Revealing the structure of a sugar-transferring enzyme associated with colorectal cancer
The layer of mucus that lines the gastrointestinal tract protects the underlying organs from infection, as well as physical and chemical damage. It contains mucin proteins that are heavily modified with sugar molecules via a process called O-glycosylation. An enzyme called polypeptide N-acetylgalactosaminyl transferase 12 (GalNAc-T12), which assists with O-glycosylation, has been found to be mutated in colorectal cancer patients, but the molecular details by which it works and its contribution to gastrointestinal health has not been studied.
Using X-ray crystallography, IRP researchers led by Laurence Tabak, D.D.S., Ph.D., and Nadine Samara, Ph.D., revealed the structure of GalNAc-T12, including its active site, where the process of O-glycosylation occurs.

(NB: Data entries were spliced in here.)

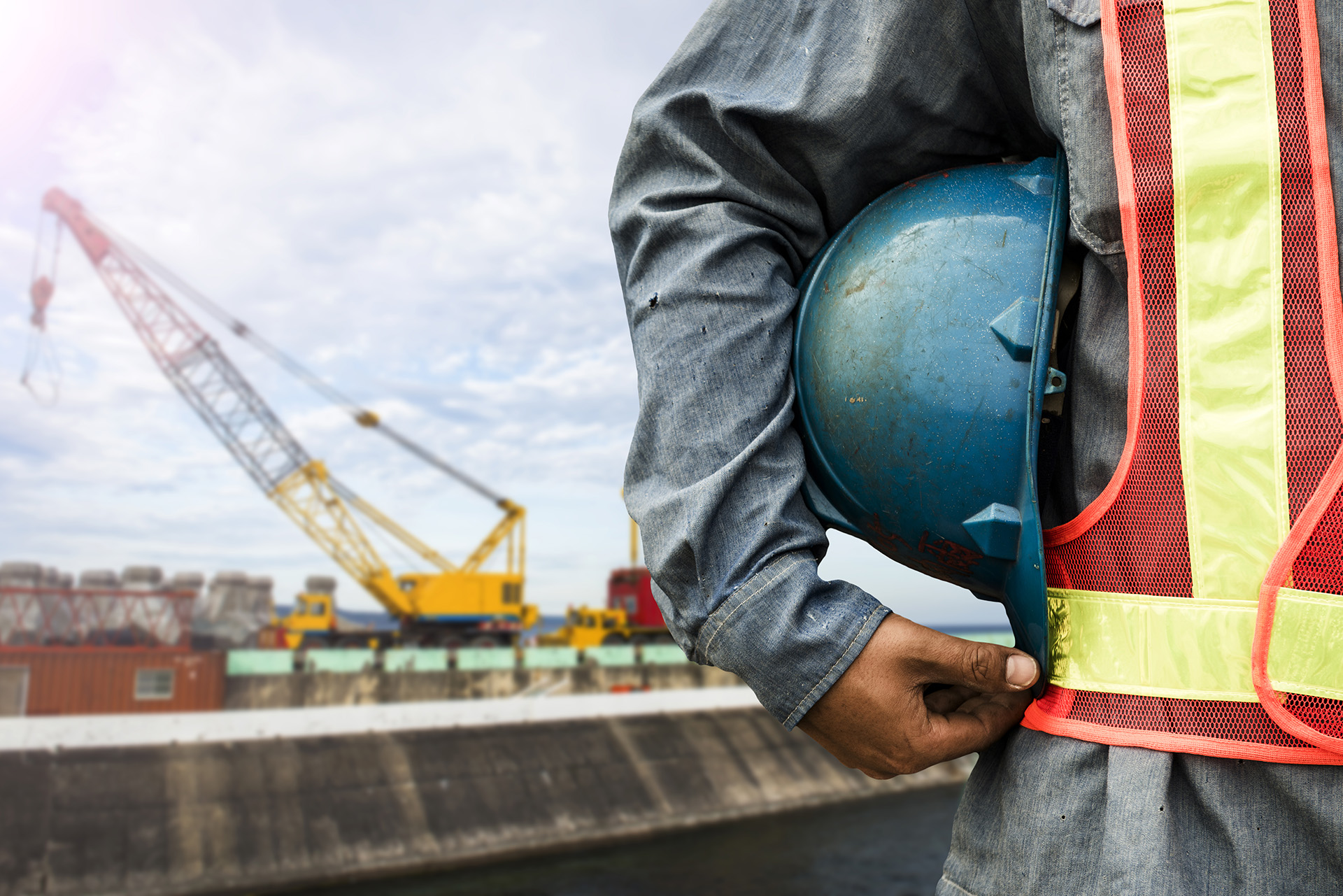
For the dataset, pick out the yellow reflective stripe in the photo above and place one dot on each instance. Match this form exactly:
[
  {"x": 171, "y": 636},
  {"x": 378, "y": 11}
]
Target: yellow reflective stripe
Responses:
[
  {"x": 1228, "y": 271},
  {"x": 1307, "y": 655},
  {"x": 1157, "y": 646}
]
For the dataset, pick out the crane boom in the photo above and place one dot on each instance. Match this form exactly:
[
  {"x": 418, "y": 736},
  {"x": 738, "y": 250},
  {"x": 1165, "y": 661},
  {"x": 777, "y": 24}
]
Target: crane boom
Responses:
[{"x": 197, "y": 366}]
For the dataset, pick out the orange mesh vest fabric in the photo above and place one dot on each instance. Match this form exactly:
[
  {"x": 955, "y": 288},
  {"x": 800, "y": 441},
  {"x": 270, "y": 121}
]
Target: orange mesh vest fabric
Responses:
[{"x": 1134, "y": 539}]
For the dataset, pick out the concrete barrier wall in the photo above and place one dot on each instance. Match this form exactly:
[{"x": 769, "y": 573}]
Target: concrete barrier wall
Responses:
[
  {"x": 255, "y": 814},
  {"x": 337, "y": 690}
]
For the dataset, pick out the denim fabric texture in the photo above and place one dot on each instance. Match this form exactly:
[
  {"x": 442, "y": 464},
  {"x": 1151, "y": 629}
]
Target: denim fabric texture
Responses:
[
  {"x": 1045, "y": 814},
  {"x": 772, "y": 127}
]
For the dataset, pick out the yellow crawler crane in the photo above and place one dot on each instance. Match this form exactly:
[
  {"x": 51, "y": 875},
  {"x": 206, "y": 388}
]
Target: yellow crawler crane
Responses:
[{"x": 449, "y": 605}]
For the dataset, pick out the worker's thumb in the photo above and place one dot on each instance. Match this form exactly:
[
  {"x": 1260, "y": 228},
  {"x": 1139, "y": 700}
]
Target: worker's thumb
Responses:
[{"x": 976, "y": 665}]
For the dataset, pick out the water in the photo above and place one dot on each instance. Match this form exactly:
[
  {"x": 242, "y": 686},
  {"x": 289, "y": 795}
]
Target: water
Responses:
[{"x": 890, "y": 845}]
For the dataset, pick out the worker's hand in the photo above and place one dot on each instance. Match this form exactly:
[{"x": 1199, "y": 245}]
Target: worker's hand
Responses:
[{"x": 881, "y": 719}]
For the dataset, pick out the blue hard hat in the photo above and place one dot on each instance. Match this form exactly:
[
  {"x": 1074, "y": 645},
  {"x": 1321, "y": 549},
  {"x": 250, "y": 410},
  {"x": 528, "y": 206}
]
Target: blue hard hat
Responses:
[{"x": 922, "y": 363}]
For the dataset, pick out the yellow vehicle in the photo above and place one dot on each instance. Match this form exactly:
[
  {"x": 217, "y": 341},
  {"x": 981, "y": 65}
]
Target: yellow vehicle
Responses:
[{"x": 448, "y": 605}]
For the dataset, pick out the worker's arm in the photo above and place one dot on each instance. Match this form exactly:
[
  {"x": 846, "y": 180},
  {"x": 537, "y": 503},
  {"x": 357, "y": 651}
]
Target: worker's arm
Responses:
[{"x": 772, "y": 125}]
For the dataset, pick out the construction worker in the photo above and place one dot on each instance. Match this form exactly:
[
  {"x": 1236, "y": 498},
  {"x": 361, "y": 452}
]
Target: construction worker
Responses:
[{"x": 1193, "y": 493}]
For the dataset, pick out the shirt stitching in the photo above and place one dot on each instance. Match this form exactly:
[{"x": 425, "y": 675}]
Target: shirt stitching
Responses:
[
  {"x": 789, "y": 562},
  {"x": 839, "y": 659}
]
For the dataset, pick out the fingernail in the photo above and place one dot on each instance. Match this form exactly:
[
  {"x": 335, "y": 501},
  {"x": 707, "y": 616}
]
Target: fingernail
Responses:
[{"x": 1021, "y": 671}]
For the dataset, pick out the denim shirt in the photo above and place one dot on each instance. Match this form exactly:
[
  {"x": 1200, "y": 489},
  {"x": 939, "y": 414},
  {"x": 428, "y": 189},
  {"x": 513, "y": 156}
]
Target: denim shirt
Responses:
[{"x": 772, "y": 127}]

They also discovered that the structure of the enzyme’s active site is disrupted by mutations found in colorectal cancer patients, thereby preventing necessary O-glycosylation.

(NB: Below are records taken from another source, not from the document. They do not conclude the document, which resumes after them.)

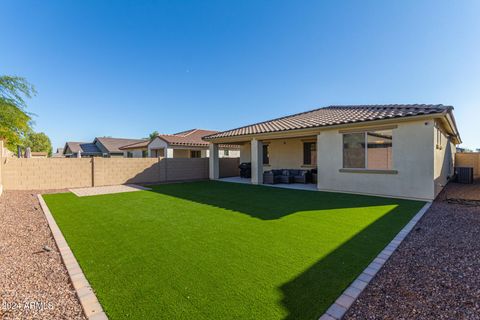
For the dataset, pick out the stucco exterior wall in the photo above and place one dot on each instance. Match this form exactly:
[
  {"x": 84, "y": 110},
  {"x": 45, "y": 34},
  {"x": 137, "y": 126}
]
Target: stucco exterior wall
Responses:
[
  {"x": 286, "y": 154},
  {"x": 135, "y": 154},
  {"x": 245, "y": 153},
  {"x": 181, "y": 153},
  {"x": 470, "y": 159},
  {"x": 231, "y": 153},
  {"x": 444, "y": 158},
  {"x": 413, "y": 158}
]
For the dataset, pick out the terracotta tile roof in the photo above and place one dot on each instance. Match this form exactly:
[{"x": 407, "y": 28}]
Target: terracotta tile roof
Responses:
[
  {"x": 113, "y": 144},
  {"x": 136, "y": 145},
  {"x": 334, "y": 115},
  {"x": 84, "y": 147},
  {"x": 191, "y": 138}
]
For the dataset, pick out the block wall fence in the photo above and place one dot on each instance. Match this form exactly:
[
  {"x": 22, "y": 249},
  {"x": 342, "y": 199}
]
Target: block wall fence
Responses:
[
  {"x": 470, "y": 159},
  {"x": 62, "y": 173}
]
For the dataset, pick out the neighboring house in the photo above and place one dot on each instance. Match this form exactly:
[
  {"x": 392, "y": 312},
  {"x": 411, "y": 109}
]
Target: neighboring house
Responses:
[
  {"x": 110, "y": 147},
  {"x": 86, "y": 150},
  {"x": 58, "y": 153},
  {"x": 404, "y": 151},
  {"x": 39, "y": 154},
  {"x": 185, "y": 144},
  {"x": 100, "y": 147}
]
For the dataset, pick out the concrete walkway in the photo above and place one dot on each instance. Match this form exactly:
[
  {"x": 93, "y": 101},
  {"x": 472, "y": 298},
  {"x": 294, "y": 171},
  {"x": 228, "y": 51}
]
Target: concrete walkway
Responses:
[{"x": 94, "y": 191}]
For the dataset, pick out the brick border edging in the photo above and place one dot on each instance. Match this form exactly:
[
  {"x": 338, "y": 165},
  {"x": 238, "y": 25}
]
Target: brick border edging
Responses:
[
  {"x": 340, "y": 307},
  {"x": 90, "y": 305}
]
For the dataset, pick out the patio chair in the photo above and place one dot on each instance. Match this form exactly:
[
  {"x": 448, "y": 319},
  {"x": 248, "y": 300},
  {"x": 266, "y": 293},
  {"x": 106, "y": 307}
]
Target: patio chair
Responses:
[
  {"x": 299, "y": 176},
  {"x": 285, "y": 177}
]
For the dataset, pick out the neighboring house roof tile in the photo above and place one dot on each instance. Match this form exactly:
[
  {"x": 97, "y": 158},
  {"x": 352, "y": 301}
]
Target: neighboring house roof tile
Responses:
[
  {"x": 113, "y": 144},
  {"x": 136, "y": 145},
  {"x": 84, "y": 147},
  {"x": 188, "y": 138},
  {"x": 191, "y": 138},
  {"x": 334, "y": 115}
]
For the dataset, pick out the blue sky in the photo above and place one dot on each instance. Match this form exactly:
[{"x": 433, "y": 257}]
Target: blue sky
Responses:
[{"x": 127, "y": 68}]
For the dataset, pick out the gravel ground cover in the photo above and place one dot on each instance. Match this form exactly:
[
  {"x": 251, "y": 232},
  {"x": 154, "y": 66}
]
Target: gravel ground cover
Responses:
[
  {"x": 34, "y": 283},
  {"x": 435, "y": 273}
]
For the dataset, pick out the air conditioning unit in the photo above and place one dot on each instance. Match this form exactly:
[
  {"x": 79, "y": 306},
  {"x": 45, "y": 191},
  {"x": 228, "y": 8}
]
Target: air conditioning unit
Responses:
[{"x": 464, "y": 174}]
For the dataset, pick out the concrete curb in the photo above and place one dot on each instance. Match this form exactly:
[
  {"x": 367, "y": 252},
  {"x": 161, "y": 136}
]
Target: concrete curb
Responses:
[
  {"x": 340, "y": 307},
  {"x": 91, "y": 307}
]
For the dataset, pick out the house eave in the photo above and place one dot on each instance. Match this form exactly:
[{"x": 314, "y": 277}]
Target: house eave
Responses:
[{"x": 294, "y": 133}]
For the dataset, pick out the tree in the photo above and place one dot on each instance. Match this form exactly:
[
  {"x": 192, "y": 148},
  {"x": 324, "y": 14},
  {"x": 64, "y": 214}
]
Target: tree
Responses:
[
  {"x": 153, "y": 135},
  {"x": 38, "y": 142},
  {"x": 15, "y": 122}
]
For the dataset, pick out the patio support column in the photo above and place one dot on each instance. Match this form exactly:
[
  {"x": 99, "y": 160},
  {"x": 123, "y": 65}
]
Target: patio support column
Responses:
[
  {"x": 257, "y": 161},
  {"x": 318, "y": 160},
  {"x": 213, "y": 164}
]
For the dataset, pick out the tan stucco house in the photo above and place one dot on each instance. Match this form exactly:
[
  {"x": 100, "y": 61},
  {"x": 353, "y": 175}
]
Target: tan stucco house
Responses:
[
  {"x": 185, "y": 144},
  {"x": 404, "y": 151}
]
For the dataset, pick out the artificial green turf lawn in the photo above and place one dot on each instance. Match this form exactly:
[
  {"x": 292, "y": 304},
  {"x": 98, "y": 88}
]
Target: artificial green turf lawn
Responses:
[{"x": 217, "y": 250}]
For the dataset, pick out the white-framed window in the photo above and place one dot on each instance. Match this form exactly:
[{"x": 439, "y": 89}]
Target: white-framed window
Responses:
[
  {"x": 309, "y": 153},
  {"x": 195, "y": 154},
  {"x": 368, "y": 150}
]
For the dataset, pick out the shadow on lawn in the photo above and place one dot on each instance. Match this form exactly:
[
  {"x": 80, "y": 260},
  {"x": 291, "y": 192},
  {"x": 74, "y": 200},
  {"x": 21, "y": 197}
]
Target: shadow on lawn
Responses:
[
  {"x": 266, "y": 203},
  {"x": 309, "y": 294},
  {"x": 312, "y": 292}
]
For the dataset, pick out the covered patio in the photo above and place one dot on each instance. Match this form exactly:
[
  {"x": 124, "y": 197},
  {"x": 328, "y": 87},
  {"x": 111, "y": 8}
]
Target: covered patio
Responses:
[{"x": 288, "y": 160}]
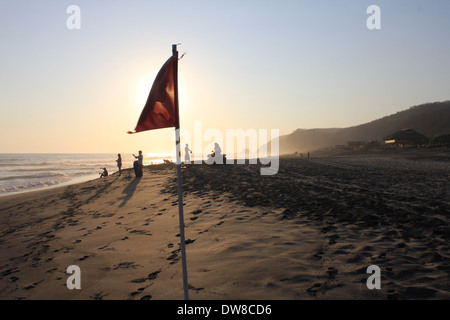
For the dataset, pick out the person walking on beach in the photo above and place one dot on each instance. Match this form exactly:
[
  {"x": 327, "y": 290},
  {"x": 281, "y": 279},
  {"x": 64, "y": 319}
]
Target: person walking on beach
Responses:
[
  {"x": 138, "y": 164},
  {"x": 104, "y": 173},
  {"x": 187, "y": 157},
  {"x": 119, "y": 163}
]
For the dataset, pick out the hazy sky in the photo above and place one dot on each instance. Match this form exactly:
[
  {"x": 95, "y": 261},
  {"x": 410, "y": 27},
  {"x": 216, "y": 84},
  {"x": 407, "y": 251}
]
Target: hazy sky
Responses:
[{"x": 249, "y": 64}]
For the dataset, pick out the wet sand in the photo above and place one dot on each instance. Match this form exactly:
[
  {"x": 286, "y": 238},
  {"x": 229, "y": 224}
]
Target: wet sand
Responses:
[{"x": 308, "y": 232}]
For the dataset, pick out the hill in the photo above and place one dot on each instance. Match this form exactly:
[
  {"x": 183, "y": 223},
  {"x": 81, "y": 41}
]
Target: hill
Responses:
[{"x": 429, "y": 119}]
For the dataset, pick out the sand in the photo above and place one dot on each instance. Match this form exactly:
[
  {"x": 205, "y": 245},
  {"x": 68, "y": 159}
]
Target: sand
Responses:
[{"x": 308, "y": 232}]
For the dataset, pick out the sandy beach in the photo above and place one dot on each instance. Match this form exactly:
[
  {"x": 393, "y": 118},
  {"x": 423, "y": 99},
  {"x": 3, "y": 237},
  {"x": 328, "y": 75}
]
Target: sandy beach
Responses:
[{"x": 308, "y": 232}]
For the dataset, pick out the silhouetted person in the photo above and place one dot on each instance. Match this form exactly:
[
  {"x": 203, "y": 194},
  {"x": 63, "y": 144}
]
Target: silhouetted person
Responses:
[
  {"x": 104, "y": 173},
  {"x": 138, "y": 164},
  {"x": 187, "y": 157},
  {"x": 119, "y": 163}
]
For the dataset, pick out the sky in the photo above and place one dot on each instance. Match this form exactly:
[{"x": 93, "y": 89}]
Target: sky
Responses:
[{"x": 249, "y": 64}]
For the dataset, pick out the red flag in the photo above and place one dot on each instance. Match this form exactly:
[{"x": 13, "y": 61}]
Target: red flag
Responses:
[{"x": 160, "y": 111}]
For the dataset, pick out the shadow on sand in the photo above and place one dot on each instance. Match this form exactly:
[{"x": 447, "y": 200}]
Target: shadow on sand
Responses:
[{"x": 129, "y": 191}]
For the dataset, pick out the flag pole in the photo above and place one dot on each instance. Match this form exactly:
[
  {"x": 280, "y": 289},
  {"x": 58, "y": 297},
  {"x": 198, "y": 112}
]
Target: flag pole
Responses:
[{"x": 180, "y": 188}]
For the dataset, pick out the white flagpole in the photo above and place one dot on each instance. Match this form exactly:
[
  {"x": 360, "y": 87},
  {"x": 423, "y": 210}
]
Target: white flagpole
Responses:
[{"x": 180, "y": 187}]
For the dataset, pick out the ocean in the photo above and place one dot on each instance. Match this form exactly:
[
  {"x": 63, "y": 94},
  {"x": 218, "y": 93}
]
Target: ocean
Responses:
[{"x": 28, "y": 172}]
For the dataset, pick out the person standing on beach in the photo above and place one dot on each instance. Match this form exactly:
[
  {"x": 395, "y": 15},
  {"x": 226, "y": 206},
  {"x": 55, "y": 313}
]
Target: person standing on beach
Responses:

This research reveals important information about the precise mechanism by which GalNAc-T12 causes O-glycosylation. Greater insight into this process can further our understanding of how the enzyme and the specific molecules it acts on work and how they might contribute to cancer initiation and progression.
Fernandez AJ, Daniel EJP, Mahajan SP, Gray JJ, Gerken TA, Tabak LA, Samara NL. (2019). The structure of the colorectal cancer-associated enzyme GalNAc-T12 reveals how nonconserved residues dictate its function. PNAS. Oct 8;116(41):20404-20410.